I do not always enjoy sitting in silence. When I am having a particularly hard day on the mental illness front, the thoughts and feelings come, and they come hard. Usually they are a side effect of living in an overstimulating society, a harmful environment, a mind that struggles with mental illness. If I have the ability to see the thoughts and feelings as thoughts and feelings - literally, name them that- I can also see that I am not them, I am merely the one experiencing them.


  1. It helps me realize that it is within my capabilities to FEEL DIFFERENTLY than I do right now.


Just as we choose a negative reaction to a song or flavour we don’t like, we also have the option to choose our reaction to external people, places and things that cause us tension. Meditation allows you to take some autonomy back over your seemingly in charge mind.

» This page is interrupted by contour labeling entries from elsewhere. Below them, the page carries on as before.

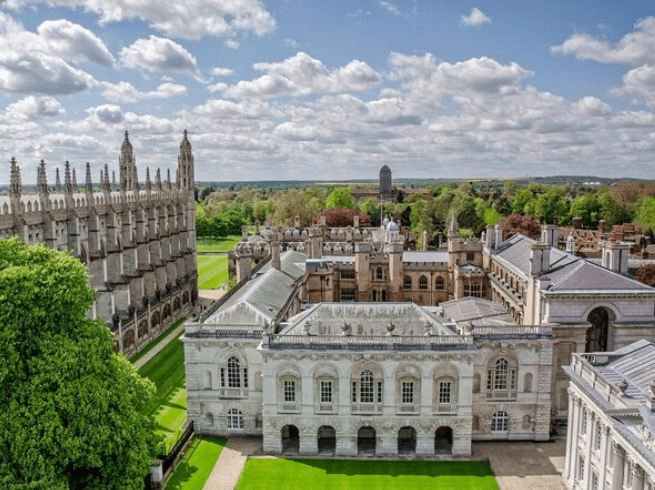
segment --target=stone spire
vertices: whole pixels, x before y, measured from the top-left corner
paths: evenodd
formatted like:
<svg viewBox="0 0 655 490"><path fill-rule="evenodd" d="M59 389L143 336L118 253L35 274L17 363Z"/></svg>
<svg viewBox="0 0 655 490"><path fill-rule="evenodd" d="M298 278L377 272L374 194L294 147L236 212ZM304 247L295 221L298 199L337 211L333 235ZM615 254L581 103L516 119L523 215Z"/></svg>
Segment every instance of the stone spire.
<svg viewBox="0 0 655 490"><path fill-rule="evenodd" d="M146 191L152 190L152 182L150 182L150 167L146 167Z"/></svg>
<svg viewBox="0 0 655 490"><path fill-rule="evenodd" d="M41 159L39 166L37 167L36 174L36 186L39 195L47 196L48 195L48 176L45 171L45 162Z"/></svg>
<svg viewBox="0 0 655 490"><path fill-rule="evenodd" d="M180 155L177 159L178 188L193 192L194 190L194 160L189 142L188 132L184 130L184 137L180 143Z"/></svg>
<svg viewBox="0 0 655 490"><path fill-rule="evenodd" d="M64 190L66 194L73 193L73 182L71 181L70 175L70 162L68 160L66 160L66 163L64 164Z"/></svg>
<svg viewBox="0 0 655 490"><path fill-rule="evenodd" d="M86 162L86 193L91 195L93 194L93 181L91 180L91 164Z"/></svg>
<svg viewBox="0 0 655 490"><path fill-rule="evenodd" d="M102 174L102 170L100 171ZM111 187L109 187L109 166L105 163L105 172L104 176L102 177L102 191L103 192L111 192Z"/></svg>
<svg viewBox="0 0 655 490"><path fill-rule="evenodd" d="M459 223L457 222L457 216L454 213L453 218L450 220L450 226L448 227L448 236L459 236Z"/></svg>
<svg viewBox="0 0 655 490"><path fill-rule="evenodd" d="M136 159L134 149L128 132L125 131L125 140L121 145L121 156L119 159L119 173L122 191L135 191L137 189Z"/></svg>
<svg viewBox="0 0 655 490"><path fill-rule="evenodd" d="M9 173L9 195L20 197L23 186L20 180L20 167L15 157L11 157L11 170Z"/></svg>
<svg viewBox="0 0 655 490"><path fill-rule="evenodd" d="M61 178L59 177L59 167L55 169L55 194L61 194Z"/></svg>

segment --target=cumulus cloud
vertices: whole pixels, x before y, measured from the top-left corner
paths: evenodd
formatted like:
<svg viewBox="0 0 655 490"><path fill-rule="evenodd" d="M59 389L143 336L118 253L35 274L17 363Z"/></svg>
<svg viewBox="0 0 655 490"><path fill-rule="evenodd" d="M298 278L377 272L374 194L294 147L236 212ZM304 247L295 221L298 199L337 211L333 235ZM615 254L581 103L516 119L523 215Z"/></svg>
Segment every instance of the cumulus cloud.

As any folks in recovery (substances, behavioural addictions, etc.) would know, so much of the illness or addiction is an automatic response. Even folks who don’t identify with a particular illness or addiction, can agree that much of their daily life is them reacting, moving, or existing on autopilot. You ‘naturally’ turn to the TV or the bag of chips at the end of a stressful work day. You ‘naturally’ scroll on your phone when you are waiting in line, or are bored with your work or studies, or are just uncomfortable with any silence in your day. Part of meditation involves becoming aware of when your brain is about to turn to these programmed, not particularly productive ways of being, and choosing a different response instead.

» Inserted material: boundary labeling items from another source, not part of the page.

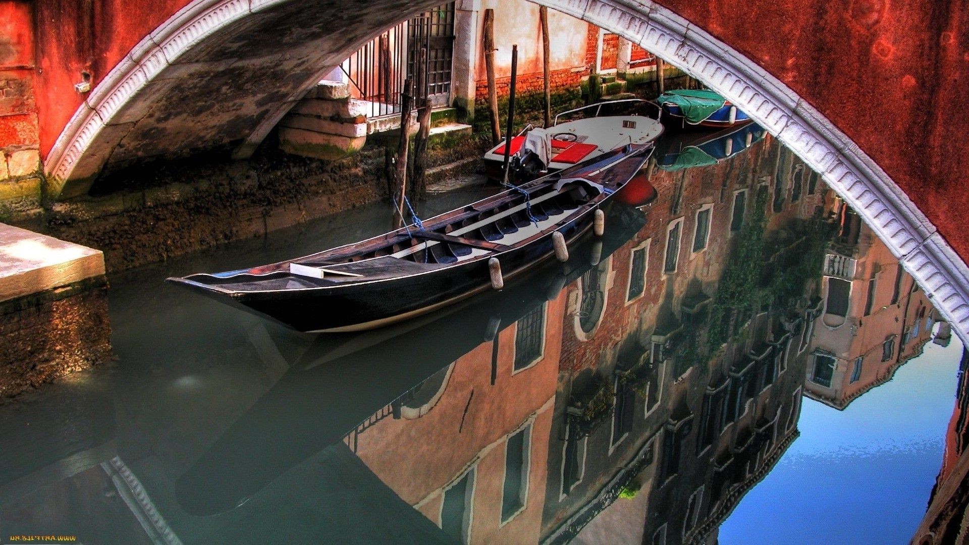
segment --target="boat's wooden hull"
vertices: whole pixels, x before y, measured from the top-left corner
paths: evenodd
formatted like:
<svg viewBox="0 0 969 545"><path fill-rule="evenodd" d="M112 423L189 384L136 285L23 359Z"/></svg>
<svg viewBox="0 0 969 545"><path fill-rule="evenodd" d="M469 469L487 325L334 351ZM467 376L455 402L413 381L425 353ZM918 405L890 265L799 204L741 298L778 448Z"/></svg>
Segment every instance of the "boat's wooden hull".
<svg viewBox="0 0 969 545"><path fill-rule="evenodd" d="M491 289L491 260L510 278L549 259L555 233L568 244L588 230L651 150L627 145L571 169L573 176L535 180L420 226L310 256L169 280L301 332L383 327Z"/></svg>
<svg viewBox="0 0 969 545"><path fill-rule="evenodd" d="M557 231L567 241L576 239L592 225L593 210L582 210ZM495 257L507 278L552 255L548 233ZM487 260L479 259L411 276L339 288L239 293L234 295L233 301L298 331L351 332L419 316L488 289Z"/></svg>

Our brain always wants to be comfortable, and we know that engaging in action X will allow us that feeling, even if temporary, so we do it. It’s really not much deeper than that.

So, there is no reason to feel bad for your repeated engagement in the harmful behaviour/substance/response, it is simply your brains natural programming to always seek out the comfortable, to keep you alive and make you feel safe.


In recovery from an eating disorder, much of my behaviours became automatic and unconscious, which is why it was (and is) so incredibly hard to choose a different response to the everyday feelings of stress, worry, sadness. Through learning how to become aware, and mindful, meditation has allowed me the chance to take a conscious step back. When I practice regularly, I maintain the ability to recognize when I am about to engage in a harmful, unconscious behaviour, because I am feeling uncomfortable in my body, or I am struggling in my relationship, or something at work made me upset, etc.etc., and I want to take the pain/discomfort away. Now, when these painful or frustrating events occur in life, as they always will, I remind myself that while I don’t have the ability to control the outside world, I do have the ability to control my response to it.


“The goal of meditation is not to control your thoughts, it is to stop letting them control you.”


Yes, it is uncomfortable, it feels wrong, but over time it gets easier, because I find new ways to cope with the inevitable stressors of life. Through breathwork, awareness, and silence, I learn how to work with my body instead of against it. I learn the way my body likes to respond, or is used to responding, and I learn that I can take a different way home this time instead.


If you made it to the end, I would love to know in the comments below what has been your experience with meditation, or any mindful practice? How do you think it would benefit your life if you were to incorporate some awareness or stillness into your day-to-day?


Thank you so much for supporting the work of a local writer. You can find some more of my work over on the YET Niagara Community Wellness Blog.


May we all learn to find comfort in the discomfort, as the one thing we know for sure is that it will always come back, and then pass again.